En matière de conflits Homme-faune, certaines zones géographiques comme l’Afrique, l’Asie et l’Amérique du Sud reviennent plus volontiers sur le devant de la scène. Certes, les décès provoqués par de grands herbivores ou carnivores y sont plus fréquents, bien que tout de même peu courants en comparaison de la mortalité liée aux maladies véhiculées par les moustiques par exemple. Cela s’explique par plusieurs facteurs comme le nombre d’animaux potentiellement dangereux, la densité de population dans les zones rurales plus élevée dans ces pays ou encore les formes d’agropastoralisme qui y sont pratiquées. Cela ne signifie pas pour autant que les pays européens aient mis un terme aux conflits Homme-faune.

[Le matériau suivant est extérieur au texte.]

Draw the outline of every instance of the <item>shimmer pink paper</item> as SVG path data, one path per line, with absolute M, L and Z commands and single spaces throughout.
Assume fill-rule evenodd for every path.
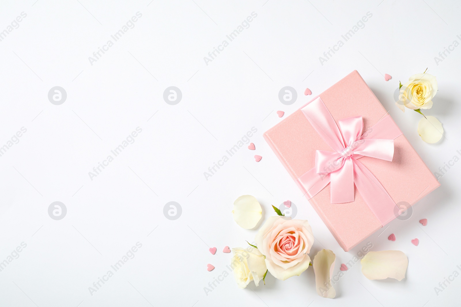
M 364 131 L 386 113 L 357 70 L 319 96 L 337 124 L 338 120 L 360 116 L 363 118 Z M 265 133 L 264 138 L 296 182 L 314 167 L 316 150 L 333 151 L 301 110 Z M 394 140 L 394 146 L 392 162 L 367 156 L 360 161 L 374 175 L 396 203 L 406 202 L 413 205 L 440 184 L 403 134 Z M 304 188 L 298 185 L 305 193 Z M 346 251 L 383 226 L 356 188 L 354 194 L 353 202 L 331 204 L 329 184 L 309 200 Z

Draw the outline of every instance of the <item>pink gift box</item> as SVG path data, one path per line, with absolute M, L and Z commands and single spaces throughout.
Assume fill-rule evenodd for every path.
M 387 113 L 356 70 L 318 97 L 338 127 L 339 120 L 361 116 L 363 131 L 366 131 Z M 266 131 L 264 136 L 295 182 L 307 195 L 308 191 L 300 183 L 300 178 L 315 166 L 316 150 L 333 151 L 303 113 L 301 109 L 305 105 Z M 391 118 L 388 119 L 395 123 Z M 384 187 L 396 204 L 396 211 L 398 212 L 402 204 L 413 206 L 440 184 L 403 134 L 394 139 L 394 145 L 392 161 L 369 156 L 358 160 Z M 312 198 L 307 197 L 339 245 L 348 251 L 384 225 L 364 200 L 356 186 L 354 186 L 354 201 L 331 203 L 331 186 L 328 184 Z

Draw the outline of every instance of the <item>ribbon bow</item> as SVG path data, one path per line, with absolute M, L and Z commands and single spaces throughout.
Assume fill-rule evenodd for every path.
M 394 156 L 393 139 L 362 138 L 362 116 L 338 122 L 343 136 L 328 133 L 330 141 L 327 142 L 336 152 L 315 151 L 316 172 L 330 174 L 331 203 L 354 201 L 355 178 L 360 175 L 358 158 L 366 156 L 392 161 Z
M 392 220 L 396 203 L 376 178 L 358 159 L 364 156 L 392 161 L 394 139 L 402 134 L 389 115 L 362 134 L 361 116 L 338 121 L 339 128 L 319 97 L 301 110 L 334 151 L 315 151 L 315 165 L 298 179 L 312 198 L 331 183 L 331 203 L 354 200 L 354 185 L 381 224 Z

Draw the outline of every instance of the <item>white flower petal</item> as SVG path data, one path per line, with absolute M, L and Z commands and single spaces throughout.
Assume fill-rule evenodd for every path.
M 251 195 L 242 195 L 234 202 L 234 220 L 240 227 L 251 229 L 262 216 L 262 209 L 258 200 Z
M 438 90 L 438 86 L 437 85 L 437 80 L 435 76 L 430 74 L 416 74 L 410 77 L 409 81 L 414 80 L 416 81 L 423 81 L 427 82 L 431 86 L 431 98 L 433 98 L 435 94 L 437 93 Z
M 331 282 L 336 260 L 336 255 L 330 249 L 322 249 L 314 257 L 312 267 L 315 273 L 315 288 L 317 294 L 322 297 L 333 298 L 336 296 Z
M 362 273 L 369 279 L 390 278 L 400 281 L 405 278 L 408 258 L 400 250 L 369 252 L 360 261 Z
M 398 102 L 396 103 L 396 105 L 399 107 L 399 109 L 402 110 L 402 112 L 405 112 L 405 106 L 403 104 L 401 104 Z
M 420 120 L 418 124 L 418 133 L 426 143 L 437 143 L 443 135 L 442 123 L 433 116 L 426 116 Z

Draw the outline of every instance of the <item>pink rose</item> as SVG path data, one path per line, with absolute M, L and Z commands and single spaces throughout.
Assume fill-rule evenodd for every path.
M 299 276 L 309 267 L 307 253 L 314 242 L 307 221 L 272 216 L 254 238 L 258 249 L 266 256 L 267 270 L 282 280 Z

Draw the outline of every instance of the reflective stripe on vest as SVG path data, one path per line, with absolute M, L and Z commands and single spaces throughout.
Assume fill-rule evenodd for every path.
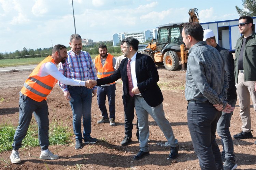
M 42 93 L 39 92 L 38 91 L 36 90 L 27 84 L 26 83 L 24 83 L 24 87 L 26 87 L 27 89 L 30 91 L 31 92 L 33 92 L 35 94 L 36 94 L 37 95 L 41 96 L 42 97 L 46 97 L 47 96 L 47 95 L 43 94 Z
M 97 76 L 99 79 L 109 76 L 115 72 L 115 70 L 113 68 L 113 57 L 114 56 L 109 53 L 108 54 L 106 61 L 104 65 L 102 66 L 100 56 L 98 55 L 95 59 L 95 67 L 97 70 Z M 114 82 L 110 84 L 114 84 Z
M 46 97 L 50 94 L 57 80 L 49 74 L 43 77 L 38 75 L 42 65 L 49 62 L 55 64 L 54 60 L 51 56 L 46 57 L 34 69 L 22 89 L 22 94 L 38 102 L 47 99 Z
M 98 74 L 99 75 L 103 74 L 112 74 L 115 72 L 115 71 L 110 71 L 109 72 L 103 72 L 103 73 L 98 72 Z
M 43 87 L 44 87 L 46 89 L 48 89 L 48 90 L 51 90 L 53 89 L 53 87 L 49 86 L 47 84 L 45 84 L 42 82 L 41 82 L 39 80 L 36 79 L 36 78 L 32 77 L 30 77 L 28 78 L 28 79 L 30 79 L 33 82 L 34 82 L 35 83 L 37 83 L 38 84 L 41 86 Z

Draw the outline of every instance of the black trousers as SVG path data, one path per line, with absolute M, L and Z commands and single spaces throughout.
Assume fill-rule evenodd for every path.
M 126 105 L 125 105 L 125 98 L 124 95 L 123 95 L 123 101 L 124 104 L 124 108 L 125 111 L 125 135 L 126 136 L 131 138 L 132 136 L 132 131 L 133 128 L 132 121 L 134 118 L 134 97 L 128 98 L 126 102 Z M 136 124 L 137 132 L 136 136 L 139 140 L 139 128 L 138 127 L 138 120 L 137 120 Z

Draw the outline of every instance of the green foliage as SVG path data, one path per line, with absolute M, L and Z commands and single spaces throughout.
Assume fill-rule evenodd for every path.
M 0 153 L 12 149 L 12 144 L 15 131 L 15 128 L 11 125 L 0 125 Z M 72 135 L 71 132 L 67 126 L 63 124 L 51 125 L 49 131 L 50 144 L 64 144 L 69 142 L 69 137 Z M 38 146 L 39 146 L 38 126 L 36 124 L 31 124 L 22 141 L 22 148 Z
M 10 125 L 0 125 L 0 153 L 12 149 L 15 129 Z
M 2 60 L 0 60 L 1 61 L 0 67 L 10 67 L 12 66 L 36 64 L 41 62 L 47 56 L 38 58 Z
M 50 144 L 63 144 L 70 142 L 69 137 L 72 135 L 71 131 L 67 126 L 62 125 L 56 125 L 55 123 L 49 131 L 49 141 Z
M 101 44 L 106 45 L 108 48 L 108 52 L 112 55 L 114 55 L 113 54 L 120 54 L 118 55 L 114 55 L 114 56 L 121 55 L 123 54 L 121 51 L 120 44 L 119 44 L 117 47 L 113 47 L 113 41 L 105 41 L 93 42 L 91 45 L 83 46 L 82 50 L 88 52 L 91 55 L 98 55 L 98 48 Z M 67 47 L 68 51 L 71 49 L 70 47 Z M 41 48 L 38 48 L 36 50 L 30 49 L 28 49 L 25 47 L 24 47 L 23 50 L 21 51 L 17 50 L 13 53 L 10 52 L 9 54 L 7 53 L 5 53 L 5 54 L 0 53 L 0 60 L 1 60 L 1 62 L 2 62 L 4 60 L 3 59 L 22 59 L 28 58 L 46 57 L 52 54 L 52 49 L 53 47 L 44 48 L 42 50 Z M 21 64 L 19 65 L 21 65 Z
M 236 9 L 240 16 L 248 15 L 251 17 L 256 16 L 256 0 L 242 0 L 245 9 L 236 6 Z

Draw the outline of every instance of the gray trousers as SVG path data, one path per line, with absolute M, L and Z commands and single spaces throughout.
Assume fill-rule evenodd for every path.
M 46 100 L 37 102 L 19 92 L 19 125 L 13 138 L 13 149 L 17 150 L 22 146 L 22 140 L 26 136 L 29 124 L 34 115 L 38 125 L 38 140 L 42 150 L 48 149 L 49 118 L 48 106 Z
M 242 129 L 245 132 L 250 132 L 251 129 L 250 97 L 253 103 L 253 107 L 256 112 L 256 91 L 255 91 L 256 81 L 245 82 L 244 73 L 239 73 L 238 82 L 236 83 L 237 92 L 239 100 L 240 115 L 242 125 Z
M 170 145 L 173 147 L 177 146 L 178 140 L 175 139 L 171 125 L 165 116 L 162 103 L 156 107 L 152 107 L 147 103 L 143 98 L 137 95 L 135 96 L 135 109 L 138 119 L 140 150 L 143 152 L 148 151 L 149 114 L 160 128 Z

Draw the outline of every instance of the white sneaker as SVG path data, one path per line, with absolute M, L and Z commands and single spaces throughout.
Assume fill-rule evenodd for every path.
M 12 150 L 12 154 L 10 156 L 10 159 L 11 159 L 11 161 L 13 164 L 17 164 L 20 163 L 21 162 L 20 158 L 19 158 L 19 152 L 18 151 Z
M 39 158 L 42 159 L 55 160 L 58 159 L 59 157 L 59 156 L 58 155 L 54 155 L 49 151 L 49 152 L 46 153 L 41 152 Z
M 115 126 L 115 119 L 113 118 L 111 118 L 109 119 L 110 121 L 110 125 L 112 126 Z

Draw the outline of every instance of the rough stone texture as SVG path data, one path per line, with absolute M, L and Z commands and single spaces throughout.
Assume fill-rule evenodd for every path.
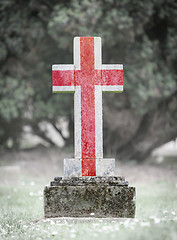
M 115 159 L 113 158 L 94 158 L 96 163 L 96 176 L 114 176 Z M 64 176 L 65 177 L 81 177 L 82 161 L 78 158 L 64 159 Z
M 123 177 L 56 177 L 44 189 L 45 217 L 135 216 L 135 188 Z

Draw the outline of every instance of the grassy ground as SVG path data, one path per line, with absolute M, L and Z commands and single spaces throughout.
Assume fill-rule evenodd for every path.
M 0 186 L 0 239 L 177 239 L 177 177 L 171 169 L 119 165 L 137 190 L 136 218 L 84 221 L 44 220 L 43 188 L 50 174 L 36 176 L 24 162 L 20 166 L 18 184 Z

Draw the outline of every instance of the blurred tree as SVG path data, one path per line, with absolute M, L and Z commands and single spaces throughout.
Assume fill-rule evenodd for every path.
M 24 125 L 50 144 L 48 121 L 62 135 L 73 96 L 51 94 L 51 64 L 72 63 L 75 36 L 101 36 L 103 62 L 123 63 L 125 92 L 104 95 L 104 150 L 143 160 L 177 137 L 175 0 L 6 0 L 0 3 L 0 144 L 19 146 Z

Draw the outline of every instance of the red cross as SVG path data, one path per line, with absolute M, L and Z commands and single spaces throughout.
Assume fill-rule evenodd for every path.
M 82 176 L 96 176 L 95 86 L 123 86 L 123 69 L 109 69 L 109 67 L 103 69 L 107 65 L 101 65 L 104 67 L 95 69 L 94 37 L 81 37 L 79 45 L 80 70 L 75 70 L 76 67 L 72 67 L 73 65 L 64 70 L 53 70 L 53 86 L 80 86 L 81 88 Z M 108 91 L 116 90 L 113 87 Z

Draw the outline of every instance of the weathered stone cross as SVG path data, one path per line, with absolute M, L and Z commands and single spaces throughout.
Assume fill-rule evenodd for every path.
M 123 91 L 123 65 L 104 65 L 101 38 L 75 37 L 74 64 L 53 65 L 53 92 L 74 92 L 75 158 L 64 175 L 112 176 L 115 160 L 103 159 L 102 92 Z

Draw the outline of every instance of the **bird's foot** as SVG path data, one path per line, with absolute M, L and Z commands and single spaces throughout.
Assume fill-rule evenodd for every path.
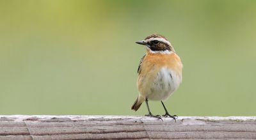
M 148 114 L 145 114 L 145 116 L 149 116 L 149 117 L 156 118 L 158 118 L 159 120 L 161 120 L 162 121 L 163 121 L 163 119 L 162 119 L 162 117 L 161 116 L 161 115 L 159 115 L 159 114 L 153 115 L 151 113 L 150 113 Z
M 164 116 L 164 117 L 168 117 L 168 116 L 170 116 L 170 118 L 173 118 L 173 119 L 175 121 L 175 122 L 176 122 L 176 118 L 178 118 L 178 116 L 177 116 L 177 115 L 175 115 L 175 114 L 173 115 L 173 116 L 172 116 L 172 115 L 170 115 L 168 113 L 166 113 L 165 114 L 163 114 L 163 116 Z

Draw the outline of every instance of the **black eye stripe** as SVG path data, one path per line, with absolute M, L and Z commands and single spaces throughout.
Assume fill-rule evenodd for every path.
M 159 41 L 155 40 L 153 40 L 152 42 L 154 44 L 157 44 L 159 42 Z

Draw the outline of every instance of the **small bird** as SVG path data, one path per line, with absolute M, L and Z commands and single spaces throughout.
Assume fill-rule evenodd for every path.
M 162 120 L 160 115 L 152 114 L 148 103 L 148 100 L 161 101 L 165 111 L 163 116 L 170 116 L 176 121 L 177 116 L 170 115 L 163 101 L 166 100 L 182 82 L 183 65 L 180 58 L 170 42 L 162 35 L 154 34 L 136 43 L 145 45 L 147 53 L 141 59 L 138 68 L 139 96 L 131 109 L 137 111 L 145 101 L 148 111 L 146 116 Z

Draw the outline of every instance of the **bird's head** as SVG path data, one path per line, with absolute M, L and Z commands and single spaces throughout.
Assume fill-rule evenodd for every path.
M 150 35 L 145 40 L 136 43 L 145 45 L 147 49 L 152 53 L 175 52 L 170 42 L 164 36 L 157 34 Z

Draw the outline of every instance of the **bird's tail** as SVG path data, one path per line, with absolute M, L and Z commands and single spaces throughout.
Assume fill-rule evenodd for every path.
M 144 100 L 145 99 L 143 98 L 141 98 L 139 96 L 136 100 L 135 102 L 133 104 L 131 109 L 136 111 L 140 108 Z

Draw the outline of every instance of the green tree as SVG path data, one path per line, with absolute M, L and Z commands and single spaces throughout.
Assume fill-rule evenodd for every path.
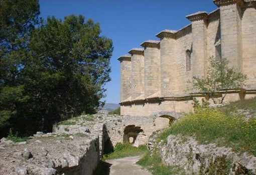
M 26 100 L 19 81 L 28 43 L 40 23 L 37 0 L 0 1 L 0 136 L 14 125 L 17 109 Z
M 245 85 L 246 76 L 233 68 L 228 68 L 226 59 L 216 62 L 212 57 L 209 60 L 210 66 L 207 75 L 201 78 L 194 76 L 192 81 L 193 88 L 200 93 L 209 95 L 214 104 L 221 104 L 228 90 L 237 89 Z M 219 91 L 224 91 L 225 93 L 217 101 L 216 98 Z
M 0 136 L 92 113 L 110 81 L 111 40 L 81 16 L 39 19 L 37 0 L 0 1 Z
M 23 83 L 45 130 L 83 112 L 94 113 L 103 105 L 99 100 L 110 81 L 113 47 L 100 32 L 99 24 L 71 15 L 64 21 L 48 18 L 33 33 Z

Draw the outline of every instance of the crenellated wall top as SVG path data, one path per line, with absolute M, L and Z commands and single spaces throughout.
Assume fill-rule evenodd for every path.
M 236 3 L 237 0 L 213 0 L 213 3 L 218 7 Z
M 141 46 L 146 47 L 150 47 L 153 48 L 160 48 L 160 42 L 157 40 L 147 40 L 141 44 Z
M 124 55 L 119 57 L 118 58 L 117 58 L 117 60 L 121 62 L 124 60 L 131 61 L 131 55 Z
M 175 38 L 175 34 L 177 32 L 177 31 L 165 29 L 158 33 L 156 36 L 160 39 L 163 38 Z
M 204 20 L 207 19 L 208 14 L 206 12 L 198 12 L 193 14 L 189 15 L 186 16 L 186 18 L 190 21 L 194 22 L 196 21 Z
M 144 49 L 143 48 L 133 48 L 130 50 L 128 53 L 132 55 L 144 55 Z

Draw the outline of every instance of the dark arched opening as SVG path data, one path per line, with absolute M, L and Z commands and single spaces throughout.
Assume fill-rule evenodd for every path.
M 155 124 L 158 129 L 168 127 L 176 118 L 170 115 L 163 115 L 155 119 Z
M 135 125 L 126 126 L 123 130 L 123 142 L 134 144 L 141 132 L 143 132 L 143 129 L 141 129 L 140 126 L 135 126 Z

L’extermination des grands carnivores…
Quelques décennies en arrière, l’Europe comptait elle aussi des grands carnivores sur son territoire. Loups, lynx et ours bruns peuplaient ces terres avant d’être exterminés par l’Homme. Seuls quelques groupes ont résisté, notamment en Europe de l’Est, mais des programmes de réintroduction sont en cours dans plusieurs pays. Si l’on se concentre sur le cas de la France, ces trois grandes familles de carnivores ont toutes disparu du pays à l’état sauvage du fait de l’activité humaine (déboisement, chasse, constructions d’infrastructures, etc.). Au début du 20ème siècle, il n’existe officiellement plus d’ours en France si ce n’est quelques individus dans les Pyrénées. Lorsque le dernier disparaît, il est décidé de faire venir des ours bruns d’Europe de l’est pour les introduire dans les Pyrénées. En 1996, deux femelles sont relâchées en Haute-Garonne, et un mâle les rejoint l’année suivante. Quant au loup, il a disparu de la France dans les années 1930 avant de faire son grand retour en 1992. Des canidés venus d’Italie ont en effet migré pour s’installer dans les Alpes maritimes. De nos jours, le loup a difficilement repeuplé les Alpes françaises et compte une population d’environ 360 individus en France (chiffre 2017).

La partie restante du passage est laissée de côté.